Qual das notícias leu com maior agrado? Qual lhe despertou melhores emoções? Se for como a maioria das pessoas, o envolvimento, a empatia e o tom positivo da segunda notícia, serão mais agradáveis de ler. Este é um aspeto importante – a “sensação” que fica quando nos é apresentado determinado tema. Estas hipotéticas notícias sobre alimentação e nutrição são um exercício útil para perceber o que nos desperta interesse e simpatia, ou repulsa e ansiedade. Que benefícios poderemos esperar de uma abordagem onde os nutricionistas são uma espécie de “polícia de choque” da saúde, de bastão apontado a quem come mal e apito a soprar estridentemente sinalizando alimentos “nocivos”? Que interesse poderemos captar junto daqueles que são os destinatários finais da nossa atuação – a população em geral – se o tom dominante da comunicação em torno da Nutrição for a proibição, a penalização, a demonização?

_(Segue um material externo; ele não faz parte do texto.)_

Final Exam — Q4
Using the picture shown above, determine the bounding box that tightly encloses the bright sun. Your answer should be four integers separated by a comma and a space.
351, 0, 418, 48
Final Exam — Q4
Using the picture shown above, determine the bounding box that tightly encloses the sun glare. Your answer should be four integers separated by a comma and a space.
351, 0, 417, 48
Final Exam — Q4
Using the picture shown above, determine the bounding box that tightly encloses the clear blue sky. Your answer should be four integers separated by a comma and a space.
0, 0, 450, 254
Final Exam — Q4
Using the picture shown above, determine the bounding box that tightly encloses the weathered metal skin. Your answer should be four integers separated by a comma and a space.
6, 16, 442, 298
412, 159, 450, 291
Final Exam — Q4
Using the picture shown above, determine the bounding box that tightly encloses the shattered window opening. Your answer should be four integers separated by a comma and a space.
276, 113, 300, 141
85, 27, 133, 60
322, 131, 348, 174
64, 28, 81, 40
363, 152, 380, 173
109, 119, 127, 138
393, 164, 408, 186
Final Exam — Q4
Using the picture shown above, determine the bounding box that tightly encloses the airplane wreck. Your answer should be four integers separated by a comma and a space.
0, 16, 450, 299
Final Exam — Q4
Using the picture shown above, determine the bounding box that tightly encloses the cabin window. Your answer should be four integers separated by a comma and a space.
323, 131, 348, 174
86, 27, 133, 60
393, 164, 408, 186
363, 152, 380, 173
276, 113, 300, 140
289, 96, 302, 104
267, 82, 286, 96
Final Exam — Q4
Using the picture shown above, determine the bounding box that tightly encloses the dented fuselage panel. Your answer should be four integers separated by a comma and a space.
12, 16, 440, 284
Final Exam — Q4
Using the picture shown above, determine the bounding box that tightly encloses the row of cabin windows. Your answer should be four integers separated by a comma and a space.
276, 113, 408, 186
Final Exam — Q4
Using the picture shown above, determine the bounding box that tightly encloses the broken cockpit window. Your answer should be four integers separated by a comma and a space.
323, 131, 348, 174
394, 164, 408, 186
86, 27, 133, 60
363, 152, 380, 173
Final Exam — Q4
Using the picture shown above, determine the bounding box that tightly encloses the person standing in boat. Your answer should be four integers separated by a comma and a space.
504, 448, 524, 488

É largamente sabido que a sociedade atual evoluiu para um ambiente mais obesogénico, que resulta da oferta alimentar, do nosso decrescente dispêndio energético, das perturbações do sono, das emoções e das relações, e do próprio desenho dos espaços onde vivemos. É por isso urgente pensar em modelos de arquitetura de escolhas mais positivos e participados por todos: populações, profissionais de saúde, legisladores, produtores de alimentos e urbanistas. O nutricionista é um elemento fulcral nesta relação entre o meio ambiente e as opções individuais, e uma abordagem positiva e empática, é chave para estabelecer modos de vida onde as escolhas mais saudáveis sejam as mais fáceis e óbvias. Afinal, se não fossemos nutricionistas, que notícias sobre Nutrição gostaríamos mais de ler?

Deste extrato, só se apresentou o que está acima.